Miguel Ligero repite en el papel de Regalito, que popularizara dos décadas atrás, y Manuel Luna, que en aquella adaptación hiciera de fiscal aparece aquí en una pequeña colaboración, encarnando al juez. La incorporación de una mujer (Ana Mariscal), como abogada defensora, no es el principal cambio en un argumento que pierde por el camino toda la subtrama dedicada a los sobornos —al parecer, más inconveniente que presentar a Lola Flores con mostacho y casco de guardia urbano— y, en cambio, incorpora la conversión del recto fiscal a la tipología del gitano sandunguero. Como concluye José Luis Téllez en su análisis de la cinta:

¿No cabría también contemplar la cinta no ya como un doble homenaje a sus autores y al cineasta predecesor en su adaptación, sino al mundo mismo de la farándula, la música y el baile, ese Mundo Otro que, como los gitanos de la historia, vive al margen de una ley (la de los críticos supuestamente avanzados o la de la censura) que le acusa de lo que no comete y ha sido tradicionalmente malquisto por los portavoces de la ideología dominante? Siempre habrá gitanos (o cómicos, o películas musicales andalucistas), parece afirmar el breve epílogo del film y, por mucho que Sus Señorías frunzan el ceño, de ellos será el reino de los cielos (y el de su incuestionable aceptación popular). [Julio Pérez Perucha (ed.): Antología crítica del cine español. Madrid: Cátedra / Filmoteca Española, 1997, pág. 354.]

El ya acostumbrado prólogo lucianesco de La hermana Alegría (1954) toma prestada la voz del No-Do para embarcarnos en una suerte de noticiario que da clase de toda suerte de competiciones y concursos alrededor del mundo: mises, flores, perros... Todo para desembocar en el más estrambótico de todos: el concurso de hombres “francamente” feos convocado en Sevilla el 18 de agosto de 1954. Todo es cosa de un curita sandunguero (Manuel Luna, abonado al papel) que necesita un jardinero para un convento en el que se recogen jovencitas descarriadas a las que conviene evitarles cualquier tentación. Claro que la revolución al reformatorio no la trae el feísimo Serafín (Antonio Riquelme), sino la hermana Consolación (Lola Flores), capaz de tocar la campana por alegrías.

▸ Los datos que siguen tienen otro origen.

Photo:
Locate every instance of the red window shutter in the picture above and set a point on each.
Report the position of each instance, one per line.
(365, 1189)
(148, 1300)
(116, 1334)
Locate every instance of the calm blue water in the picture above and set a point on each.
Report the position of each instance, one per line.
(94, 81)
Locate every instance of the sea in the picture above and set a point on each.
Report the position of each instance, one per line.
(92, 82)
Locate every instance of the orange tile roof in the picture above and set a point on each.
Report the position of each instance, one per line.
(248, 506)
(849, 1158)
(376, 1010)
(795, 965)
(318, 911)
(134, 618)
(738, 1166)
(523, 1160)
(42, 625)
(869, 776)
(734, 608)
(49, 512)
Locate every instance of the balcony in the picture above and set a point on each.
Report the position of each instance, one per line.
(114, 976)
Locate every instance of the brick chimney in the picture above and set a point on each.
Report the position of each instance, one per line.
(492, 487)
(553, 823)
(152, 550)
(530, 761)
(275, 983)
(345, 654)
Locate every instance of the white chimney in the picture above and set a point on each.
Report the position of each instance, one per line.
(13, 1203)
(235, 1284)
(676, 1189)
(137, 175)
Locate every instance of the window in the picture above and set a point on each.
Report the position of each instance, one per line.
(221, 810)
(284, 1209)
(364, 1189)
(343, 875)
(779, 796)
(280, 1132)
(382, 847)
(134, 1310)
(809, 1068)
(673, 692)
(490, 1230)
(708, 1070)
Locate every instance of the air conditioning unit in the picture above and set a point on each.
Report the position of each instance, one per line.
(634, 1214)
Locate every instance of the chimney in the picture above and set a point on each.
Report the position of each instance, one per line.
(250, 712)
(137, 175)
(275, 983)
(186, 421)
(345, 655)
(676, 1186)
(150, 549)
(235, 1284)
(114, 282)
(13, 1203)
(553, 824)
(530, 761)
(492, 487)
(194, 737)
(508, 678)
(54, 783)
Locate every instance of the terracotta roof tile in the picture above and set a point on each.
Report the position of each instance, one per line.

Este preámbulo permite demorar durante diez minutos la presentación de la estrella absoluta del espectáculo: Lola Flores. A partir de entonces su presencia en la pantalla es continua. Y como no va a estar todo el tiempo con la toca puesta, un oportuno flashback nos retrotrae a unos años atrás, cuando Consuelo Reyes era artista y fue engañada por Fernando (Virgilio Teixeira), el canalla que ahora ha dejado embarazada a la corrigenda recién ingresada en el reformatorio (Susana Canales). A partir de este esquema argumental, deudor de La hermana San Sulpicio, Luis Fernández de Sevilla escribió una comedia sentimental que Lola Membrives estrenó en el Coliseum en 1935. Lucia y José Luis Colina realizan una adaptación que refuerza los dos ejes industriales sobre los que se sustenta la película: el estatuto estelar de Lola Flores —el único tema que interpreta en el escenario es La Zarzamora— y el melodrama de la(s) mujer(es) caída(s). La fuerte impronta religiosa que permea toda la cinta invita a la censura a hacer la vista gorda sobre ciertos aspectos poco convencionales de los métodos de la hermana Consolación y el padre Sebastián, quien llega a quejarse de que si pierde la capellanía del reformatorio por los líos en que le mete ella va a perder cincuenta duros mensuales. Cosa muy distinta, en cuanto a verosimilitud, es que la exaltada libido de las chicas tal como se plantea en las primeras secuencias quede aplacada instantáneamente con la costura y los corros en el jardín al ritmo de las canciones de la buena monjita.

Serafín, el jardinero, que una vez cumplida su función introductoria ha desaparecido durante todo el metraje, reaparece en el plano de clausura para dirigirse directamente al público y proporcionar un broche cómico al happy end del melodrama medular.